Quality of Life and Antihypertensive Drug Therapy

Joel Handler, MD

Disclosures
In This Article

Comparative Medication Studies and QOL

A comparative study of captopril 50 mg b.i.d. compared with methylodopa 500 mg b.i.d. and propranolol 80 mg b.i.d. was undertaken many years ago to monitor QOL over 6 months with these medications.[12] To no one's surprise, the study reported that captopril significantly outperformed the other two drugs, especially methyldopa, with regard to QOL measures. The study demonstrated that QOL could be successfully assessed by valid psychosocial measures and that significant drug-related QOL differences do exist. This study was criticized since it was well known that there were side effects to the relatively large doses of methyldopa and propranolol that were used in the study. Subsequent studies reported that while captopril significantly outperformed methyldopa or propranolol in terms of adverse effects, there was little difference with this agent when compared with atenolol, nifedipine, or amlodipine.[13,14] These QOL studies did show that the use of cardioselective ß blockers, like atenolol, resulted in fewer side effects than first-generation ß blockers such as propranolol, especially at higher dosages.

The angiotensin receptor blockers (ARBs), which were introduced for clinical use in the United States in 1995, were not tested in TOMHS. In a large review of drug tolerability comparing losartan and hydrochlorothiazide (HCTZ), total adverse experiences were comparable.[15] In patients with hypertension who received losartan or HCTZ, there were actually fewer adverse experiences with patients on either of these agents than patients on placebo.[16] The most frequent ARB adverse effects include dizziness and headaches. Patients who drop out of the ARB arm of a trial generally do so because of these effects.

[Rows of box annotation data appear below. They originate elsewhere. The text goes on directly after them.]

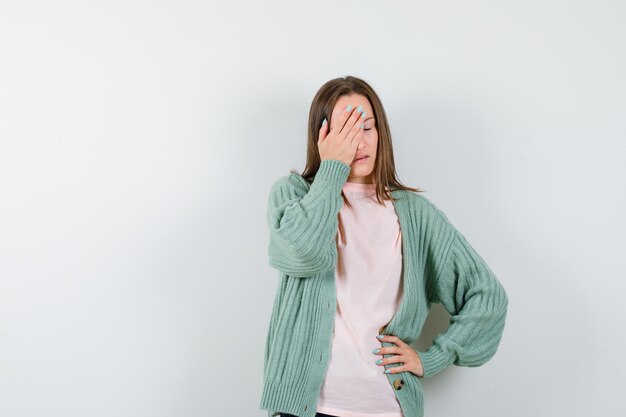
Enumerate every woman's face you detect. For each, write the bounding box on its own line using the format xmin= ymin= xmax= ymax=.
xmin=330 ymin=94 xmax=378 ymax=184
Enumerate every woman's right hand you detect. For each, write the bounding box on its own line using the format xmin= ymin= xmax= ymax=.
xmin=317 ymin=107 xmax=363 ymax=165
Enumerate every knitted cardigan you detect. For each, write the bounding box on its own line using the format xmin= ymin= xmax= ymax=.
xmin=260 ymin=159 xmax=508 ymax=417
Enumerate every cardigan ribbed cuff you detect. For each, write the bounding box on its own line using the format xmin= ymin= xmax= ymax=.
xmin=417 ymin=343 xmax=454 ymax=378
xmin=308 ymin=159 xmax=350 ymax=201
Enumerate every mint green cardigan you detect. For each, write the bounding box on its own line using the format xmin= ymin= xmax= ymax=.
xmin=260 ymin=159 xmax=508 ymax=417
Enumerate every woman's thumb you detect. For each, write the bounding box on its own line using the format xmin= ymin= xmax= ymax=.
xmin=318 ymin=118 xmax=328 ymax=142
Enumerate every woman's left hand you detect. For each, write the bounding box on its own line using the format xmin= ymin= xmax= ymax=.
xmin=375 ymin=335 xmax=424 ymax=377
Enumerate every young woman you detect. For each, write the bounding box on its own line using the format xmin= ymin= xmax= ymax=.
xmin=260 ymin=76 xmax=508 ymax=417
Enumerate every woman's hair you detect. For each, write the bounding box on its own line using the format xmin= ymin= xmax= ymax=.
xmin=291 ymin=76 xmax=423 ymax=206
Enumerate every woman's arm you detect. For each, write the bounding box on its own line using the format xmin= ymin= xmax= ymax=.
xmin=267 ymin=159 xmax=350 ymax=277
xmin=418 ymin=205 xmax=508 ymax=377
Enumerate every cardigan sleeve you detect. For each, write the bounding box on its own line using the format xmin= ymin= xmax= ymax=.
xmin=417 ymin=208 xmax=508 ymax=378
xmin=267 ymin=159 xmax=350 ymax=277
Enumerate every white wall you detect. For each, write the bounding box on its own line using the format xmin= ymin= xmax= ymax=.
xmin=0 ymin=0 xmax=626 ymax=417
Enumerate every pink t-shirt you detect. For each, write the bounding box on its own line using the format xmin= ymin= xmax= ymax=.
xmin=317 ymin=182 xmax=403 ymax=417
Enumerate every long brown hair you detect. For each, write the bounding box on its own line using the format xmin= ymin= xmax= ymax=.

In small, controlled trials comparing low-dose HCTZ with placebo in patients with hypertension, no difference has been found with regard to urination, but fewer episodes of asthenia, weakness, dizziness, fatigue, and headache were noted in patients on HCTZ, compared with placebo.[16] There are, of course, some individuals, especially those with prostatic hypertrophy, who experience increased urination and frequency on diuretic therapy, but these symptoms are also often noted in middle-aged or older men without specific therapy.

In the Antihypertensive Treatment and Lipid Profile in a North of Sweden Efficacy Evaluation (ALPINE) study,[17] adverse effects on HCTZ were significantly greater than those on candesartan, an ARB. This study, however, did not compare HCTZ to candesartan as monotherapies since 84% of patients on HCTZ were on a fairly high mean dosage of 68 mg of atenolol as an add-on agent (Figure 5) and 71% of patients in the candesartan group were on a fairly low mean dose of 3 mg of felodipine. It is possible to conclude that this difference in adverse effects may have been due at least in part to the relatively higher doses of the add-on agent.

Antihypertensive Treatment and Lipid Profile in a North of Sweden Efficacy Evaluation (ALPINE study). Eighty-four percent of the HCTZ arm patients were on a mean add-on dose of atenolol 68 mg and 71% of the candesartan (Cand) arm patients were on a mean dose of felodipine 3 mg. HCTZ=hydrochlorothiazide. Reprinted with permission from J Hypertens. 2003;21:1563-1574.[17]

An important concept is that of dose plateau relationships and efficacy compared with side effects. Figure 6 illustrates that as the dose of a drug is increased, there is declining additional efficacy -- or in the case of an antihypertensive agent, BP-lower-ing ability -- compared with increasing side effects. A small, earlier study had shown that the dose-pla-teau relationship for atenolol generally flattens out at approximately 25 mg.[18] In a combination drug treatment regime, therefore, it would seem appropriate to use 25-50 mg of atenolol. If patients still do not respond, the dosage can be increased to 100 mg, which is the usual top dose in the clinical trials. Twenty-five mg of HCTZ is probably at the elbow point of this curve. ACE inhibitors are somewhat different. Cough as a side effect occurs at low doses, as well as at high doses. The concept of efficacy compared with side effects provides the rationale for the modern drug treatment philosophy: use low dosages in combination to get maximum efficacy, improve tolerability, and reduce side effects.

Conceptual dose efficacy and dose side effect relationships for antihypertensive drugs.